Jeff Bagwell’s Family Fought to Save Him

Bagwell talks of having numerous family interventions with his current wife, Rachel Bagwell, and his kids pleading with him to stop drinking. The last one, not close to the first one, somehow stuck with him and he started to take the first steps in recovery.

“If every single person went to an AA meeting, the world would be a better place,” Bagwell says.

This Archway Academy luncheon, chaired by John Flournoy, also showcased the stories of former students and parents of former students in beyond powerful videos. Like Erica, who first toured Archway with her probation officer and has gone on to college with an Archway board member and her husband paying for her classes at Houston Community College. Or Austin, who was doing heroin before his recovery and noted that “the average life expectancy of someone shooting heroin is three months.” Austin found Archway to be an understanding place where his recovery could find solid footing. “The counselors were dancing more than the students were,” Austin says in describing his first welcome look at Archway.

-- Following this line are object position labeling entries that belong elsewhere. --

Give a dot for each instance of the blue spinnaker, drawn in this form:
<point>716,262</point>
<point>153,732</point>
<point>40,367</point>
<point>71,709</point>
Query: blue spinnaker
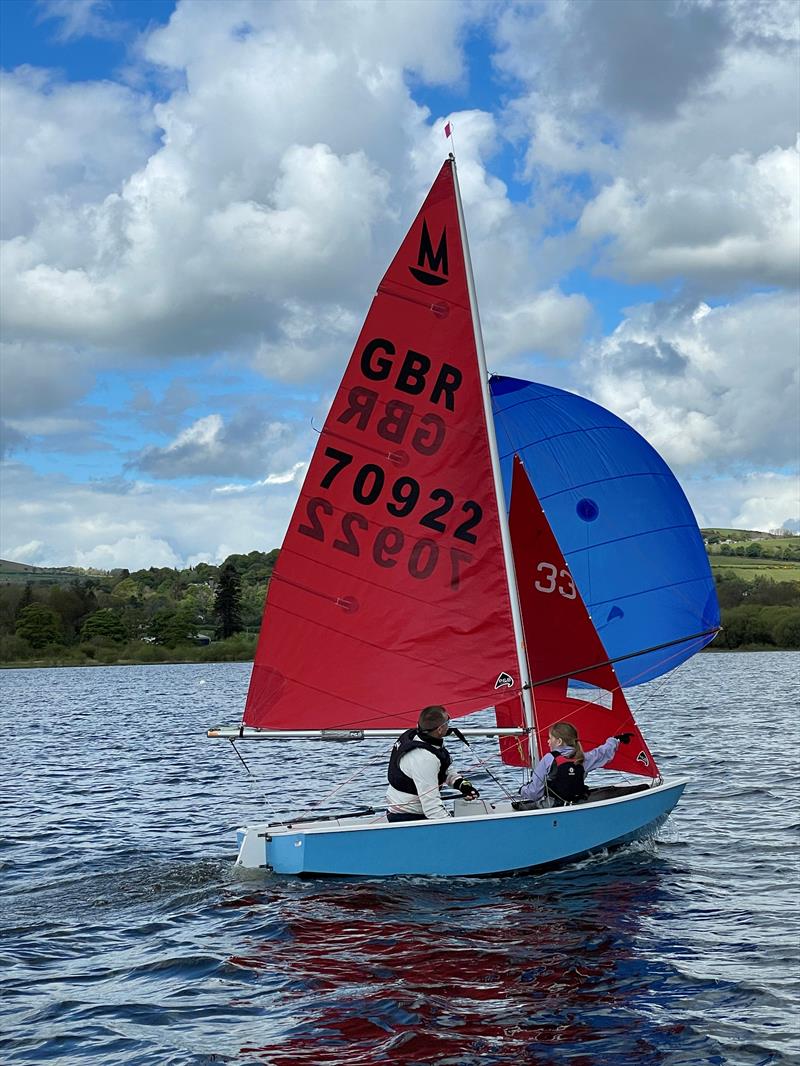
<point>622,520</point>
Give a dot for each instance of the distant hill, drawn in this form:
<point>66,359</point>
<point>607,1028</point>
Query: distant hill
<point>21,574</point>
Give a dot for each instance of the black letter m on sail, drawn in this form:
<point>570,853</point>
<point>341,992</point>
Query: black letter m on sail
<point>435,260</point>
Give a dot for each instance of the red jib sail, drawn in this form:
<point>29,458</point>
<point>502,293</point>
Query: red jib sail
<point>561,642</point>
<point>389,593</point>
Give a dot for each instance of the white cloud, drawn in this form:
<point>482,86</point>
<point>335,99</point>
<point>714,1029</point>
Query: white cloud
<point>65,146</point>
<point>133,552</point>
<point>549,323</point>
<point>706,386</point>
<point>681,120</point>
<point>146,525</point>
<point>755,501</point>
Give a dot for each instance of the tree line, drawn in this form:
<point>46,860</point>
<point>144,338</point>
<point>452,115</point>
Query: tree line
<point>158,614</point>
<point>208,613</point>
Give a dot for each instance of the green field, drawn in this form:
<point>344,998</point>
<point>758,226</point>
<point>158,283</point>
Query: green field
<point>749,569</point>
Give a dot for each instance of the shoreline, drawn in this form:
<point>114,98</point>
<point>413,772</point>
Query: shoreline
<point>53,664</point>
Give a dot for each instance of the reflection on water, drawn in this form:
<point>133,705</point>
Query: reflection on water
<point>128,939</point>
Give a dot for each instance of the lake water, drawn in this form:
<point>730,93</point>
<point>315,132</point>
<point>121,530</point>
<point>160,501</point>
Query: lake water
<point>126,938</point>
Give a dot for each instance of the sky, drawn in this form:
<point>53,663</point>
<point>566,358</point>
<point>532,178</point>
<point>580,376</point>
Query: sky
<point>198,198</point>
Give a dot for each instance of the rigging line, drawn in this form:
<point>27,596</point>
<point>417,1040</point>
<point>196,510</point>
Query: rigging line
<point>630,655</point>
<point>458,733</point>
<point>329,795</point>
<point>618,688</point>
<point>252,776</point>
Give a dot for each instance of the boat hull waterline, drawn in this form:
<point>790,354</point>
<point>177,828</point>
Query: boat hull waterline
<point>493,840</point>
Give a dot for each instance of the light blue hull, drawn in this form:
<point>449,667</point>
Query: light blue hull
<point>481,839</point>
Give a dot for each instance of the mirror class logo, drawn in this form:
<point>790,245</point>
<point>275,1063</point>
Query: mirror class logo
<point>435,262</point>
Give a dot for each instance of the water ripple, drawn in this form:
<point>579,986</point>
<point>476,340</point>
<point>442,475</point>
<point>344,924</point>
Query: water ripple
<point>127,939</point>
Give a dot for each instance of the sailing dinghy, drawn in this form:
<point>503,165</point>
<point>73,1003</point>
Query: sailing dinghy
<point>404,581</point>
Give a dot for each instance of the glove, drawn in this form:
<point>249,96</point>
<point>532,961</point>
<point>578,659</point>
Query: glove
<point>466,788</point>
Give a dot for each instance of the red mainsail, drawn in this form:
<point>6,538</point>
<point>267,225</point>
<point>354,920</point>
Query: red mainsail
<point>561,642</point>
<point>389,593</point>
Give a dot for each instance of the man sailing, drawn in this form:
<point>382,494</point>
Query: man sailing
<point>418,766</point>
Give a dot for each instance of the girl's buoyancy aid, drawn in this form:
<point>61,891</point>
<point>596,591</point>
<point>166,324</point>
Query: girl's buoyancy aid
<point>565,779</point>
<point>408,742</point>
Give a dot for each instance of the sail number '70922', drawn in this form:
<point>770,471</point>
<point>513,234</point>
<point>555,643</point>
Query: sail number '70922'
<point>388,545</point>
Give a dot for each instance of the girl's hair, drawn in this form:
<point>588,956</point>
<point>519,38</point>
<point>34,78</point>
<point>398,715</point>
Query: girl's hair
<point>569,736</point>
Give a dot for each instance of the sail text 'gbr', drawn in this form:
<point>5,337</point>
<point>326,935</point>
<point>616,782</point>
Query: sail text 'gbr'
<point>390,593</point>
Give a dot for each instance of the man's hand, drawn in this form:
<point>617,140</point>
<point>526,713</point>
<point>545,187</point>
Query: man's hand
<point>466,788</point>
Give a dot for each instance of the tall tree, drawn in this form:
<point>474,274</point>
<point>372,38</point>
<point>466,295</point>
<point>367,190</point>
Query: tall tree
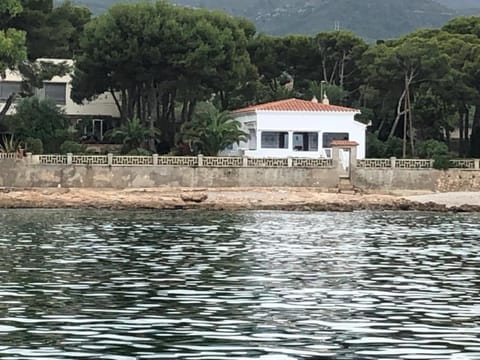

Sasha Coles, the executive director at Archway, helped host the virtual event with Flournoy and her passion (breaking into heartfelt tears after watching some of the videos) jumped through the screen.

Jeff Bagwell may be the headliner because he is the famous baseball player. But he’d be the first to tell you that his story pales in comparison to the courage shown by these teenagers in recovery.

He’s exposing parts of his life he has never talked about before in this luncheon that’s geared around trying to help those teens. Kids who don’t have his advantages.

“As bad as it was,” Bagwell says of his own alcoholism. “It could have been a lot worse.”

Bagwell talks honestly about his kids being able to talk about being the children of an alcoholic. He is not trying to hide anything anymore. One of the greatest Astros ever is an alcoholic. And he is not attempting to keep that from anyone.

“It’s apparent his work in the recovery community is going to be lasting,” Flournoy says of Bagwell.

“I’m a grateful alcoholic,” Bagwell says. He’s still alive, still fighting, still working on his active recovery every single day. In many ways, Jeff Bagwell’s never stood taller than now.